There has been some, but very little progress towards ePA adoption and other process improvements in the Canadian private sector. In the Canadian public sector, Ontario and British Columbia have already changed their public PA processes and seen positive results.

In Ontario, The Special Authorization Digital Information Exchange (SADIE) was implemented in 2019, including ePA. Some of the benefits from SADIE include real time decisions and online tracking of submissions, faster decision times, better communication between stakeholders, and better accuracy:

  • Up to 50% faster decision time 
  • Decisions for EAP for many drug requests within seconds of submissions
  • Up to 75% fewer requests for missing information
  • Online tracking and access to historical EAP submissions and responses
  • Easily accessible criteria information 
  • Criteria driven “smart forms” that only ask the questions needed for the request.

In British Columbia, the Special Authority Program (SAP) launched in 2021. It includes ePA submission and some auto adjudication. It also includes digital notification of adjudication decisions to patients and prescribers, preferred prescribers who are exempt from submitting a special authorization request for some drugs, and the ability of patients to view their claim status. BC has seen benefits that include:

  • Quicker turn around time, some requests are approved within hours
  • Less back and forth with the special authorization team because accuracy is improved.

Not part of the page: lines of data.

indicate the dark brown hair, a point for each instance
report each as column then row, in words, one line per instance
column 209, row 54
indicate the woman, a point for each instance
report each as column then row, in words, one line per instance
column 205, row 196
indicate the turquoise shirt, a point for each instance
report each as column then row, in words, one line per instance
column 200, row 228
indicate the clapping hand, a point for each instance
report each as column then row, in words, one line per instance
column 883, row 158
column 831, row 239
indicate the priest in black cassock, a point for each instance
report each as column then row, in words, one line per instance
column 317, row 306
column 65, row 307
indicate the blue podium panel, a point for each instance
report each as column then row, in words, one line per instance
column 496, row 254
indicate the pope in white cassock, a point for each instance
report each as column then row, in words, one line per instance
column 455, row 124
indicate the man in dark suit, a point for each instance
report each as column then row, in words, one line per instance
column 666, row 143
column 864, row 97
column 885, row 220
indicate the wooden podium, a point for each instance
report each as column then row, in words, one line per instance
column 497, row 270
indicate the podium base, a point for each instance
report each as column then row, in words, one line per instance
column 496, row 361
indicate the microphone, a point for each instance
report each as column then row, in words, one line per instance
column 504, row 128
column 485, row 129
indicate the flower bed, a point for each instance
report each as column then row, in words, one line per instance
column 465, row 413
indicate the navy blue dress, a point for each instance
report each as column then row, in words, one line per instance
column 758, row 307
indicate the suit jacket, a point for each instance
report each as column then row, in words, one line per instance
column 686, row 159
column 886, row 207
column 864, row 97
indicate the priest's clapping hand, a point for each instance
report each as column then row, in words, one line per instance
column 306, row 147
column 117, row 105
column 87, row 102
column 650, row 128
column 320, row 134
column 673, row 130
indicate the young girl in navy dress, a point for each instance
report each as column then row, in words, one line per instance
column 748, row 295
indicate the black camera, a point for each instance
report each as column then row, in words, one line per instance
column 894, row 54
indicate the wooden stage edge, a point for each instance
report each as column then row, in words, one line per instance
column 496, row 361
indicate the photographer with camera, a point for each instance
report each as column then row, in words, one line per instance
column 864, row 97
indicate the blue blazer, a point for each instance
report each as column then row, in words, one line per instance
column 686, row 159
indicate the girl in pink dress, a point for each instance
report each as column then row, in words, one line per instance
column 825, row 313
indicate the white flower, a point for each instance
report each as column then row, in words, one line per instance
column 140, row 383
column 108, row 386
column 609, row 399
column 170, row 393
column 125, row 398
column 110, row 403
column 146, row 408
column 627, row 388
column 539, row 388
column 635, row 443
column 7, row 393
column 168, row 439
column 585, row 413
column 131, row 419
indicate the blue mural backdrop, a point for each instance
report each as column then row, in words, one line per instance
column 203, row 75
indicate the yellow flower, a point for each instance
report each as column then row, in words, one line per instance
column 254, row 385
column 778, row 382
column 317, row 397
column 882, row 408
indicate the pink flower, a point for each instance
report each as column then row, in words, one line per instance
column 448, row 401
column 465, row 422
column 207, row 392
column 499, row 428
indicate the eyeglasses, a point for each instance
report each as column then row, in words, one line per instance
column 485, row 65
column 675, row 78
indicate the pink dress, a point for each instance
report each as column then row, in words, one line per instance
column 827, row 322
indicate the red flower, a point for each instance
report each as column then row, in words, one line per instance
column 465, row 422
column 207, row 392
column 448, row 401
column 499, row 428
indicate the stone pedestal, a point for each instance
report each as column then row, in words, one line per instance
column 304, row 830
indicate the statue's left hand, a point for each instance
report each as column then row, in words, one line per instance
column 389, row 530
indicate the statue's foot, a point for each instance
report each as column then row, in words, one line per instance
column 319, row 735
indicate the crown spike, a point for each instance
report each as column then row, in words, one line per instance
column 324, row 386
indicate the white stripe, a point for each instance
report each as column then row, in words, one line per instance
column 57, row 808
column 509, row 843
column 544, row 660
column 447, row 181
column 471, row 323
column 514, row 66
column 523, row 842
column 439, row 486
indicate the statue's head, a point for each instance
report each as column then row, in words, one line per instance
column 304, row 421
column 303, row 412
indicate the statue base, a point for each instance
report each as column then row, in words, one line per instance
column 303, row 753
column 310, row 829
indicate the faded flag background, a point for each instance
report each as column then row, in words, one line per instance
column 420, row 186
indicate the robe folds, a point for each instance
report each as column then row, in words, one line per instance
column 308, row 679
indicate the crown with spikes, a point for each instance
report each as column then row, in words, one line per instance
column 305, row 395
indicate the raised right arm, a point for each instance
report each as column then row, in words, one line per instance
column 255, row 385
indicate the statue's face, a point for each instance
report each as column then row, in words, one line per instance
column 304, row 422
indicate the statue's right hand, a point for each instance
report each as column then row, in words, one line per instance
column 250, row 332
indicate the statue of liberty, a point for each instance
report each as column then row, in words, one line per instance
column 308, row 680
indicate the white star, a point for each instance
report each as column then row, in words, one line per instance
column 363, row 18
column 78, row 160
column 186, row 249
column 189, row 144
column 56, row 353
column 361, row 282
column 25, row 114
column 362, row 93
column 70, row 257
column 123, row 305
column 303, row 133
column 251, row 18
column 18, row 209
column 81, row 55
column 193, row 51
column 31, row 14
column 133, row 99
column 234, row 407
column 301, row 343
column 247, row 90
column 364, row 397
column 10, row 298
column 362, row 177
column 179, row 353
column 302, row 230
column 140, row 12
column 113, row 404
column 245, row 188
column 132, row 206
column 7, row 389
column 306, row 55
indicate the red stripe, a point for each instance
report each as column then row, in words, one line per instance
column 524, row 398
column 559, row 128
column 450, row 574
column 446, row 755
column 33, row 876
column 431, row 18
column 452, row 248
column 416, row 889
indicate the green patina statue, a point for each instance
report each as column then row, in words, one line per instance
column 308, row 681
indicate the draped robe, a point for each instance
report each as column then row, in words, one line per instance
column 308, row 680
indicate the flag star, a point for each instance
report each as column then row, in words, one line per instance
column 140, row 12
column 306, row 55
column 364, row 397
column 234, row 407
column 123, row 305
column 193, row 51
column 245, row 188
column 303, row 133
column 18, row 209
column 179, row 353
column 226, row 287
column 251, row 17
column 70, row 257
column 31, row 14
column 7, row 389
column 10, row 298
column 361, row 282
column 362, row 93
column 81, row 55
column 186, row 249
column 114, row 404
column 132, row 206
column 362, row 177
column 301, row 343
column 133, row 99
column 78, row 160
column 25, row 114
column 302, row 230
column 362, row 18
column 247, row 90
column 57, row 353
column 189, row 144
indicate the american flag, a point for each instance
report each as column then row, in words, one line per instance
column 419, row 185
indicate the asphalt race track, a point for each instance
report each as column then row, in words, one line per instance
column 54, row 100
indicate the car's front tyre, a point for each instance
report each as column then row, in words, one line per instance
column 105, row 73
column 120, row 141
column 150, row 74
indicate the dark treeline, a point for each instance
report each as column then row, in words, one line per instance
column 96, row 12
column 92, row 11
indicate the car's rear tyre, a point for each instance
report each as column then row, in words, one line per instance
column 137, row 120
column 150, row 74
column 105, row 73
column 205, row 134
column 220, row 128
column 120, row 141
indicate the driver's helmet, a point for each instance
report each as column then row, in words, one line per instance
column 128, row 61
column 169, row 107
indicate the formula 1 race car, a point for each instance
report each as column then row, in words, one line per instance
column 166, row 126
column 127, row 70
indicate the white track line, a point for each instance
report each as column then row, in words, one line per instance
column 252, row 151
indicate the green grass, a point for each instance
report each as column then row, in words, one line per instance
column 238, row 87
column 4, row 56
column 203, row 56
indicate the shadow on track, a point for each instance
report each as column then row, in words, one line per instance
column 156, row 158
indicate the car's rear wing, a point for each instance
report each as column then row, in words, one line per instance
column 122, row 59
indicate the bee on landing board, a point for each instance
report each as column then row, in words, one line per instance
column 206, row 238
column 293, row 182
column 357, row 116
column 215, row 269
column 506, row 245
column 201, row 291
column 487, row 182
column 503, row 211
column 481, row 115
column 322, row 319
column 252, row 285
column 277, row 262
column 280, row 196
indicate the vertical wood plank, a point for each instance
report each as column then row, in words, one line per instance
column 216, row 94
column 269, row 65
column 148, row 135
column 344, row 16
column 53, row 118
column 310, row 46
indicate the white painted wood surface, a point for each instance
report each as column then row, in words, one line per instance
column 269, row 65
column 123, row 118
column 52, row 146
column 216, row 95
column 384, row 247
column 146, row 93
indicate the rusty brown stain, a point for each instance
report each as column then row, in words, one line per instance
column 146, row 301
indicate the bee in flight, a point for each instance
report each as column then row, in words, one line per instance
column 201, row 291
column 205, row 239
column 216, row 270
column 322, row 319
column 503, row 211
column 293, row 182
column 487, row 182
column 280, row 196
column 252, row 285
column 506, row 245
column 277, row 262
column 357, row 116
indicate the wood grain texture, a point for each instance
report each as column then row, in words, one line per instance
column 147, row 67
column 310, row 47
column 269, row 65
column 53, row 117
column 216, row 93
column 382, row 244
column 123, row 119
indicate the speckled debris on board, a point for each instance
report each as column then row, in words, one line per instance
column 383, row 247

It is in the best interests of all stakeholders that Canada’s private payers prioritize improvements in the PA process, including the implementation of ePA. Without change, the PA experience will miss the opportunity to realize efficiencies that will benefit patients’ health outcomes, reduce administration time for all stakeholders, and save money.

What’s New in 2024

You will see more blogs and podcasts that will provide you with insights into PA and the Framework and Accreditation program that is in development for payers. PA stakeholders are encouraged to support the Prior Authorization Framework and Accreditation (PAFA) program launching in 2024 as a member of associate member. Details will follow soon. PAFA provides tangible metrics as a guide to payers for improving PA. Payers who are members will be able to identify opportunities for efficiencies in their process, conduct self evaluations, and apply for accreditation. Achieving accreditation will demonstrate their commitment to improvements in the claims process and experience for all PA stakeholders and realize the benefits.